De Lambermontstraat is gelegen in het Zuidkwartier, tussen de Kronenburgstraat en de Marnixplaats. De straat maakt deel uit van het oorspronkelijke verkavelingsplan van het Zuid opgemaakt rond 1875, gekenmerkt door rechte straten die waaiervormig gegroepeerd zijn rond pleinen. De Lambermontstraat hoort bij de straalsgewijze stratenbundel rond de Marnixplaats. In het verlengde van de Lambermontstraat, aan de andere kant van het ronde plein, ligt de Zwijgerstraat. Oorspronkelijk sloeg deze straatnaam ook op de Lambermontstraat, die in 1884 een eigen naam kreeg, ter ere van baron F.A. Lambermont (1819-1905). Deze was secretaris-generaal van Buitenlandse zaken, een functie waarin hij in 1863 de Scheldetol kon vrijkopen van Nederland. Het thema van de Scheldetol komt meermaals voor op het Zuid, onder meer met het grote monument op de Marnixplaats.
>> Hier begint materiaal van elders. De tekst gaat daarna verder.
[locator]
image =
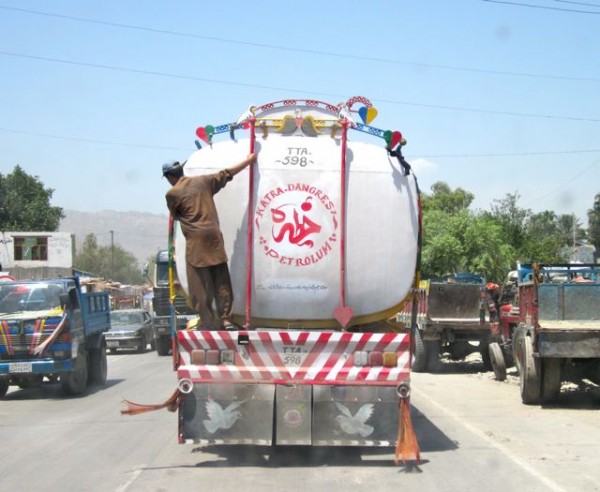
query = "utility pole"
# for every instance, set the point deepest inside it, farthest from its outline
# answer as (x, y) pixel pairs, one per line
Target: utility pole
(112, 254)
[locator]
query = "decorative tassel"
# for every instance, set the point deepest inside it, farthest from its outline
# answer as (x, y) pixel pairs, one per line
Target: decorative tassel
(172, 404)
(407, 447)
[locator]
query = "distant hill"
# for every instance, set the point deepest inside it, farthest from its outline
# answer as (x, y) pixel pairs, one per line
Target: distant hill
(142, 234)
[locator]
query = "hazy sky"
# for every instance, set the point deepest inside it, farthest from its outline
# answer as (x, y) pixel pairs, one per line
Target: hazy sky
(493, 97)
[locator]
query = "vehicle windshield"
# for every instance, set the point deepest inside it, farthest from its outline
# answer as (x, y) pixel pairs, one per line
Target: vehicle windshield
(15, 297)
(126, 318)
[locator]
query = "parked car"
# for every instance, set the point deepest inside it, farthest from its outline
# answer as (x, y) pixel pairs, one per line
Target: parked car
(130, 329)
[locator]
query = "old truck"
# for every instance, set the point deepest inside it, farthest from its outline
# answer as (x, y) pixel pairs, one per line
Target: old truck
(163, 308)
(322, 237)
(558, 335)
(51, 329)
(453, 318)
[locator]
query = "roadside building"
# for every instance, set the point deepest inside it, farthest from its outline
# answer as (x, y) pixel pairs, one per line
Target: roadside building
(31, 255)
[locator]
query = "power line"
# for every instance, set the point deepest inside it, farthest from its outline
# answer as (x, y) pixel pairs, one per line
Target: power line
(295, 49)
(295, 91)
(511, 154)
(579, 3)
(90, 140)
(565, 183)
(518, 4)
(426, 156)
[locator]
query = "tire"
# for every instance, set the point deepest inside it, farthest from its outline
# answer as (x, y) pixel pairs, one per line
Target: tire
(432, 351)
(420, 361)
(143, 345)
(497, 361)
(459, 350)
(551, 379)
(4, 384)
(98, 366)
(507, 352)
(529, 372)
(162, 346)
(75, 381)
(484, 351)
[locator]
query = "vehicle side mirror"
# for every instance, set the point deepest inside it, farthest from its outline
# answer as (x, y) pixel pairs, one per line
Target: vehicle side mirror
(64, 301)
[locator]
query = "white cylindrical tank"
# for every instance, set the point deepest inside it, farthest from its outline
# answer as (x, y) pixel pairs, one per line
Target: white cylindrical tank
(297, 226)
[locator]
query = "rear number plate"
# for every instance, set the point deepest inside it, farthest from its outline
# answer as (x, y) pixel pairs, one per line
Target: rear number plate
(293, 360)
(20, 367)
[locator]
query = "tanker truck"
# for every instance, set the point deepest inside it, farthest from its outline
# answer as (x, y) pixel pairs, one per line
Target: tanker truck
(323, 241)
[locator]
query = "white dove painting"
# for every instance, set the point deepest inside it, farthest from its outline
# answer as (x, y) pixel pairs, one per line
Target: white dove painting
(219, 418)
(355, 424)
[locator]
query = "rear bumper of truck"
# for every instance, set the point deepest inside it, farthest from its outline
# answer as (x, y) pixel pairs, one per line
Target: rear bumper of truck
(26, 367)
(312, 415)
(292, 388)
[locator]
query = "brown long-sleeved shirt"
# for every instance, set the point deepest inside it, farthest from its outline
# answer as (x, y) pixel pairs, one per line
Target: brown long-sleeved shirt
(191, 203)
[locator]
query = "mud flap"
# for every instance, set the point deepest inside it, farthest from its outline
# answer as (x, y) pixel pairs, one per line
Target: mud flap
(228, 414)
(355, 416)
(294, 416)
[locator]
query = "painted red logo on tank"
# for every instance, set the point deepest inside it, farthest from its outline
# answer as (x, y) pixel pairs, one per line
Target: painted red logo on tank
(297, 224)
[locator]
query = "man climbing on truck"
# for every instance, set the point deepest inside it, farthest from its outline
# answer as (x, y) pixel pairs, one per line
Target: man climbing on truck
(190, 201)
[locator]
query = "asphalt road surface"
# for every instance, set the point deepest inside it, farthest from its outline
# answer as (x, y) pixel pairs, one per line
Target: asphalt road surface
(474, 435)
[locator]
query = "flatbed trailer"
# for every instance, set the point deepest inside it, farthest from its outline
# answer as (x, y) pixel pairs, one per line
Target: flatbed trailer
(558, 337)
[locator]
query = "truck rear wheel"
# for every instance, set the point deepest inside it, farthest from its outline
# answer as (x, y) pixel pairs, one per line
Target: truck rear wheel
(98, 366)
(420, 361)
(484, 351)
(75, 381)
(551, 379)
(3, 386)
(432, 350)
(498, 362)
(143, 344)
(529, 372)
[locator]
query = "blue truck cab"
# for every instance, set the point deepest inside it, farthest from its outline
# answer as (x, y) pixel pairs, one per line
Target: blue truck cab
(51, 329)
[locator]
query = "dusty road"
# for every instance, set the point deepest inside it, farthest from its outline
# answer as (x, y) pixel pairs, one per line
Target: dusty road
(474, 434)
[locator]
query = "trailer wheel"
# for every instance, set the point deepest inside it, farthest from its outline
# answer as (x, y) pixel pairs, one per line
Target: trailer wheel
(432, 350)
(98, 366)
(143, 344)
(507, 352)
(162, 346)
(484, 351)
(551, 379)
(4, 384)
(75, 381)
(529, 372)
(497, 361)
(420, 361)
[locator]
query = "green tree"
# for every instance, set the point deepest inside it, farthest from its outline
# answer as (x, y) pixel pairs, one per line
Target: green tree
(443, 198)
(594, 224)
(464, 242)
(111, 262)
(25, 204)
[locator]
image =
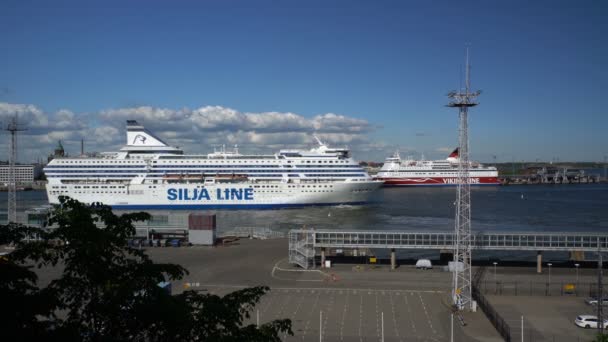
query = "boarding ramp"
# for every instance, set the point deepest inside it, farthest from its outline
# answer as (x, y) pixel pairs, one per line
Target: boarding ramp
(304, 243)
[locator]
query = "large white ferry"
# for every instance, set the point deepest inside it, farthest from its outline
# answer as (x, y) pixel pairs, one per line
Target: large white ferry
(149, 174)
(409, 172)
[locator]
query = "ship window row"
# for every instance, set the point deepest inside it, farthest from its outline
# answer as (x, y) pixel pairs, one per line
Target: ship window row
(54, 167)
(88, 192)
(90, 187)
(131, 172)
(434, 171)
(84, 161)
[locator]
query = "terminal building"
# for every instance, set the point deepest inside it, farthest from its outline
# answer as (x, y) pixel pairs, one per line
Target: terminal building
(24, 174)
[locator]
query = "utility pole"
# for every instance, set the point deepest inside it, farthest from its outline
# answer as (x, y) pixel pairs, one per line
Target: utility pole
(13, 128)
(600, 290)
(605, 178)
(461, 291)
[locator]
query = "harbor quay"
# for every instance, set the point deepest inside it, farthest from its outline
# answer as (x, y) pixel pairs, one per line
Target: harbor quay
(358, 301)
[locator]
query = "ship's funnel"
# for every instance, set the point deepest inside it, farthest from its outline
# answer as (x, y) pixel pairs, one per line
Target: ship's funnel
(137, 135)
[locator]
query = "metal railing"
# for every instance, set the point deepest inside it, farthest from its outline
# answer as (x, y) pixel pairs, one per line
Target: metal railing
(445, 240)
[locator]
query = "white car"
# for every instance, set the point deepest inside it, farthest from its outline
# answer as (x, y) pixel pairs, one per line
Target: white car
(588, 321)
(593, 301)
(424, 264)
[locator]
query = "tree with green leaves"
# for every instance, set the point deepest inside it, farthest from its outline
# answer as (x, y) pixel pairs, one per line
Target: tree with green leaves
(107, 291)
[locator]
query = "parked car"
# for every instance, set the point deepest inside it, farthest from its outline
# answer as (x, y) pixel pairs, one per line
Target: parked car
(424, 264)
(593, 301)
(588, 321)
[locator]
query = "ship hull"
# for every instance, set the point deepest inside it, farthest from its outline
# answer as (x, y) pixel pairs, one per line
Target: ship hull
(249, 195)
(436, 181)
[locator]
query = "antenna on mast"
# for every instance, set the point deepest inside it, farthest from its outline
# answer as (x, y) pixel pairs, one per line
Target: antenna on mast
(13, 128)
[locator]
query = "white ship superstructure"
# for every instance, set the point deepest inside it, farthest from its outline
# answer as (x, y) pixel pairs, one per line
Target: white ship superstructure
(149, 174)
(409, 172)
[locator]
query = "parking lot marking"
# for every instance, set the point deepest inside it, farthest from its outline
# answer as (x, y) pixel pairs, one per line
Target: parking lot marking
(361, 318)
(394, 316)
(268, 304)
(426, 313)
(410, 316)
(322, 288)
(310, 315)
(344, 316)
(326, 313)
(377, 317)
(295, 313)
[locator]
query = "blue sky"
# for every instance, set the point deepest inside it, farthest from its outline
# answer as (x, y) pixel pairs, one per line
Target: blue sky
(382, 69)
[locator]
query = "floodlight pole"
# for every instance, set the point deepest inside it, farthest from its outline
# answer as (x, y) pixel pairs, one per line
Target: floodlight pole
(13, 128)
(461, 291)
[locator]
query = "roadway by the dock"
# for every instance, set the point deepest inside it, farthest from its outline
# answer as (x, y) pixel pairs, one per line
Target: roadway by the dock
(344, 303)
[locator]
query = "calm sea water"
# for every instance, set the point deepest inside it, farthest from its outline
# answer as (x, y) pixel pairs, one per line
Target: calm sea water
(563, 208)
(567, 208)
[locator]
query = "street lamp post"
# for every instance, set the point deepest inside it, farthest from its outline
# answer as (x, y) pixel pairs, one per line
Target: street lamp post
(495, 283)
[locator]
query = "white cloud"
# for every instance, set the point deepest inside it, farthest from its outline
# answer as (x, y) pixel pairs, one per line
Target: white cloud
(444, 149)
(195, 130)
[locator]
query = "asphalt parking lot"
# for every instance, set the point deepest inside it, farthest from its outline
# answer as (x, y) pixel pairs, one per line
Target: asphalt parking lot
(355, 314)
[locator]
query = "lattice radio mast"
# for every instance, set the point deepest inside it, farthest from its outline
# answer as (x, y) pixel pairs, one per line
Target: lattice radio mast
(461, 292)
(13, 128)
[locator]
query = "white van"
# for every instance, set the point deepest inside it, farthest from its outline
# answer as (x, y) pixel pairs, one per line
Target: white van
(424, 264)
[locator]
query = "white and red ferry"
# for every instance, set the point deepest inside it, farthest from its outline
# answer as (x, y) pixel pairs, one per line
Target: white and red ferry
(398, 172)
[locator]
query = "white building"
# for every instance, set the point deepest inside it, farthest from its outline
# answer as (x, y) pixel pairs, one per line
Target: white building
(23, 173)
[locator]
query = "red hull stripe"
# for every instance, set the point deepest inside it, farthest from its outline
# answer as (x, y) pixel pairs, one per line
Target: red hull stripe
(438, 181)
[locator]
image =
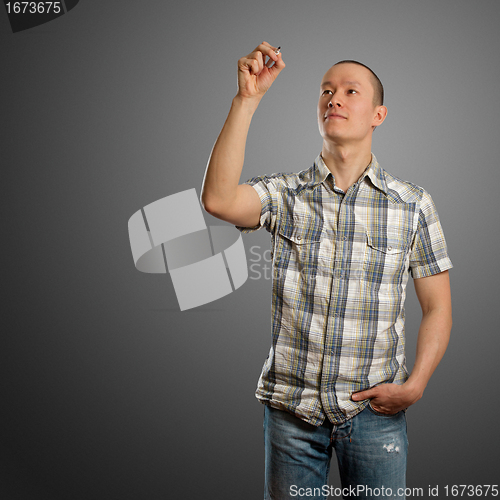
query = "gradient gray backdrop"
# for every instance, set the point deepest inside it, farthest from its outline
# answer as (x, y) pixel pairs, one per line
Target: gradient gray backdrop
(108, 391)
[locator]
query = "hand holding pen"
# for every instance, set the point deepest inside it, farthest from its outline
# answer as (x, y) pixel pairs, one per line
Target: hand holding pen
(256, 74)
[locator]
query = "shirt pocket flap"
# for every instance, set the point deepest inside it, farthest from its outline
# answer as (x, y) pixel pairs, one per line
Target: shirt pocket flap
(388, 245)
(300, 234)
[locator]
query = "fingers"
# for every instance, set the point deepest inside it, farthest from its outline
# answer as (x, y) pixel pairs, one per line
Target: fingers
(256, 60)
(360, 396)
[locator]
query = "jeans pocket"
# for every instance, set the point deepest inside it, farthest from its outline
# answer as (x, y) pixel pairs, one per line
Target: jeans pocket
(375, 412)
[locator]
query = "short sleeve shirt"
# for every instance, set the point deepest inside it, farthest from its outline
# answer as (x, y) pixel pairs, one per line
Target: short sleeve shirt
(341, 263)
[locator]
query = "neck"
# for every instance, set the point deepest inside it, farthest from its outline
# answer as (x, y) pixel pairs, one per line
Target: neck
(345, 163)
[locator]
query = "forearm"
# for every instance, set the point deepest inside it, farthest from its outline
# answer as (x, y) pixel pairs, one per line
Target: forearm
(228, 154)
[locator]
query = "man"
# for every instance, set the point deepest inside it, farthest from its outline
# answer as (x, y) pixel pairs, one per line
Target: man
(345, 236)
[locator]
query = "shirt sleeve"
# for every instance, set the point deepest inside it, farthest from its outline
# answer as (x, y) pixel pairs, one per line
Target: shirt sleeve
(267, 188)
(429, 253)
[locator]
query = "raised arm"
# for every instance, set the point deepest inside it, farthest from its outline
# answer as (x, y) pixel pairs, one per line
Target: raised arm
(222, 196)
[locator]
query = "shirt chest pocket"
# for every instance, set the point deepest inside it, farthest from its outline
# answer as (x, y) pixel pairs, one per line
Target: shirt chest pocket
(386, 259)
(297, 246)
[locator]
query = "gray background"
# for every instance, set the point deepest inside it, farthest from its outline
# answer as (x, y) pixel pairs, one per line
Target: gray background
(108, 391)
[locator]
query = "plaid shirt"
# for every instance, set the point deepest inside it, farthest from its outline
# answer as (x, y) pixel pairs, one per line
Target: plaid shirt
(341, 263)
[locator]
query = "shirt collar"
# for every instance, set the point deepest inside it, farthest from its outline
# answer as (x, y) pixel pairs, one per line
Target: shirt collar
(374, 172)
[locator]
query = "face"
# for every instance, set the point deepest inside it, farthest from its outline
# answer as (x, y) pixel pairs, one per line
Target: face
(346, 112)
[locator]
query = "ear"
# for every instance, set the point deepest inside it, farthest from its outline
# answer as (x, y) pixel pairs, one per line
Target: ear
(379, 116)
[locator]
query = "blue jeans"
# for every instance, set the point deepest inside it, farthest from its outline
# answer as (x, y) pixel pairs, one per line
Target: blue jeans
(371, 451)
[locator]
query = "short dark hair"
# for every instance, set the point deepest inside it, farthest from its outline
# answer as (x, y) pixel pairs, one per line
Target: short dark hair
(378, 88)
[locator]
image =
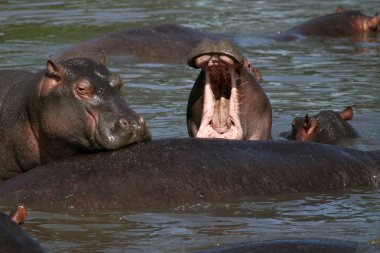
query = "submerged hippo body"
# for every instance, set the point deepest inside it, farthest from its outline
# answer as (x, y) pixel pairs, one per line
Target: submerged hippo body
(325, 127)
(309, 245)
(340, 23)
(226, 100)
(72, 107)
(14, 239)
(157, 42)
(176, 171)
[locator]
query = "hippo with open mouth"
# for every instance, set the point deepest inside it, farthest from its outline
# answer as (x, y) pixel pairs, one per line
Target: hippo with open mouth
(226, 100)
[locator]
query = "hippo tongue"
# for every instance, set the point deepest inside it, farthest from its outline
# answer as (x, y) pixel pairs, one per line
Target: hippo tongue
(220, 106)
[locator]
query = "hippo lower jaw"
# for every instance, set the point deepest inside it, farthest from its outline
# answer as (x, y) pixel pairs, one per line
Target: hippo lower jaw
(220, 115)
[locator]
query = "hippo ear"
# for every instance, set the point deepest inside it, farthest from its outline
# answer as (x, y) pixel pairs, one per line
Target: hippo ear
(339, 9)
(55, 70)
(100, 58)
(115, 81)
(309, 124)
(347, 114)
(373, 22)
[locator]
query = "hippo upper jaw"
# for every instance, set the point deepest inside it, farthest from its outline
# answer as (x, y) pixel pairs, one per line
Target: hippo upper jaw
(220, 116)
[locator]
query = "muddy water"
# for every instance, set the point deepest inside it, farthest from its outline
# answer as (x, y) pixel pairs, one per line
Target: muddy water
(302, 76)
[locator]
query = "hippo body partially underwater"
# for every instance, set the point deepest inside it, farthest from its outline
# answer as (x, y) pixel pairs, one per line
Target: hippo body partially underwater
(169, 172)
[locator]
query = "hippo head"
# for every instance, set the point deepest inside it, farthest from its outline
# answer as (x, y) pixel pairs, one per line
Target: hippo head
(81, 110)
(368, 24)
(226, 100)
(326, 126)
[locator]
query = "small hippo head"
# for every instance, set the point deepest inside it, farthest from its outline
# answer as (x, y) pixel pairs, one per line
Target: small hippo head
(325, 127)
(81, 109)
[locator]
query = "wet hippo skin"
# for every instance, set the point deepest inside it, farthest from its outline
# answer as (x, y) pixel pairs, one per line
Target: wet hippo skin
(340, 23)
(14, 239)
(175, 171)
(325, 127)
(170, 42)
(309, 245)
(71, 107)
(162, 41)
(226, 100)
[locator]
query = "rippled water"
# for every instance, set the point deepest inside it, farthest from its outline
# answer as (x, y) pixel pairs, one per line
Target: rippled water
(301, 76)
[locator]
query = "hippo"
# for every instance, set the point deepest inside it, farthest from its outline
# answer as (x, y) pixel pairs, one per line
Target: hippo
(307, 245)
(73, 106)
(166, 42)
(170, 172)
(226, 100)
(326, 127)
(19, 214)
(13, 238)
(340, 23)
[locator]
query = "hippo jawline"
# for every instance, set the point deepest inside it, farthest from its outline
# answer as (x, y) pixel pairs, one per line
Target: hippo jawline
(220, 116)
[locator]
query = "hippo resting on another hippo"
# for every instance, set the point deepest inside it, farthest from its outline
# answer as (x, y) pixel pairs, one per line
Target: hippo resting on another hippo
(169, 42)
(72, 107)
(325, 127)
(226, 100)
(165, 173)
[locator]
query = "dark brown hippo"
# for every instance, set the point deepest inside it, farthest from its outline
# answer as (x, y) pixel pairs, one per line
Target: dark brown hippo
(14, 239)
(308, 245)
(164, 173)
(326, 127)
(172, 43)
(340, 23)
(156, 42)
(71, 107)
(226, 100)
(19, 214)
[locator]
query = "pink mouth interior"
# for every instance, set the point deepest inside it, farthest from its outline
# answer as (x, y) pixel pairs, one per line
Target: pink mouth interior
(220, 116)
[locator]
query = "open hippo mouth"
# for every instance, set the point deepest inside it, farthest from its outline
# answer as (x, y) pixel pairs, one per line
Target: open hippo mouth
(220, 111)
De straat heeft een eind-19de- en begin-20ste-eeuwse basisbebouwing met gecombineerde functies. Van bij het begin werd wonen gecombineerd met winkels en nijverheden. Er waren onder meer een chocoladefabriek, een hoefsmederij en talrijke magazijnen en werkhuizen in de achterbouwen. Het straatbeeld is anno 2012 sterk gewijzigd: talrijke nieuwbouwprojecten zorgden er voor dat het originele straatbeeld slechts fragmentarisch bewaard is.
De woonhuizen in de straat kregen ofwel een neoclassicistische ofwel een bakstenen, eclectisch getinte lijstgevel. Het zijn doorgaans enkelhuizen van drie traveeën en drie bouwlagen, een type woning dat de standaardbebouwing vormt op het Zuid. Nummer 4 is een neoclassicistische stadswoning die in 1902 werd gebouwd voor Borstlap. Nummer 11 is een burgerwoning met een rijker aangekleed, minder gestandaardiseerd parement met elementen uit de neo-Vlaamse renaissance. De woning werd ontworpen in 1904 door L. Hendrikx voor Van Someren. Het hoekpand met de Marnixplaats (58) werd samen met het aansluitend pand op het plein gebouwd rond 1885 voor August Somers. Het is een van de oudste panden in de straat; de neoclassicistische lijstgevels werden deels gedecapeerd.
De nijverheidsgebouwen kregen doorgaans een veelkleurige bakstenen lijstgevel, waarmee de panden een eclectische karakter kregen. Op nummer 28 liet F. Beldi een woonhuis met achterliggend magazijn voor het bergen van paardenvoeder bouwen, naar een ontwerp van G. Vriens van 1906. Links daarvan, op nummer 30, een opvallende eclectische woning met een "achtergebouw dienstig voor hoefsmederij", gebouwd rond 1906 voor H. Baillievier, hoefsmid bij het 2de regiment schutterij, 15de batterie, Antwerpen. Op nummer 32 een magazijn voor wijnhandelaar Emile Broquilaire, in 1901 ontworpen door Walter Van Kuyck in een eclectische stijl met rode bakstenen gevel; het pand werd in 1904 met de rechter travee uitgebreid. Deze eclectische rij wordt afgesloten door het samenstel met veelkleurige bakstenen winkelhuizen op nummers 34-36 ontworpen in 1902 door G. Van Oenen voor L. Jambers.
- Stadsarchief Antwerpen, Bouwdossiers, 1902 # 1468 (4), 1904 # 69 (11), 1906 # 1147 (28), 1906 # 1525 (30), 1901 # 1012 (32), 1904 # 669 (32), 1902 # 47 (34-36), 1885 # 88 (58).